Although not a particularly original detective character - Ravel's only distinguishing traits are his card-playing, perhaps representing his ordered and patient mind, and his haunting backstory - Susanne Alleyn has chosen an interesting historical era for her books and done her research well. The French Revolution is my pet subject, but I have never really read beyond the Terror, so following Ravel through the blood-stained and unsettled streets of Paris in 1796 (post-Robespierre, pre-Napoleon) is new to me, yet at the same time grounded in familiar places and events. Although the guillotine is a symbol of the Terror, dispatching royalty and revolutionaries alike, the 'national razor' remained as a method of execution until 1939, so the threat of capital punishment still looms large for Ravel's suspects, even though the Revolution is over. I also love the detail that Alleyn slips seamlessly into the text, bringing time and place alive - historical figures, real crimes, and even a bibliography make for an exciting murder mystery that is all the more interesting for being based on facts. Alleyn knows her stuff, from police procedure to the street names of late eighteenth century Paris.

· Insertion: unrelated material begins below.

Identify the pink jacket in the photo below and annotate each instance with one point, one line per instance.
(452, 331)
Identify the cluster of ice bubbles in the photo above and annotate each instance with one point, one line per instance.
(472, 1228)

Despite being a little top-heavy in backstory and exposition, the plot of this first novel is neatly crafted and Ravel is a flawed genius, whose flashes of insight usually occur just in time to rectify his own mistakes. The reader is also quicker to realise what is happening than the detective, as with Celie's secret and Rosalie's influence, but Ravel gets there in the end. The ending was a little too tidy for my liking, and I could only forgive the cross-dressing and 'tortured soul' angle because Alleyn was inspired by a real-life murder investigation (can't argue with history!), but the rest I loved. Definitely recommended, to readers of crime fiction and historical novels, history buffs interested in the French Revolution (Ravel actually reminded me of Chauvelin from Orczy's Scarlet Pimpernel series), or just anyone who loves a well-written story.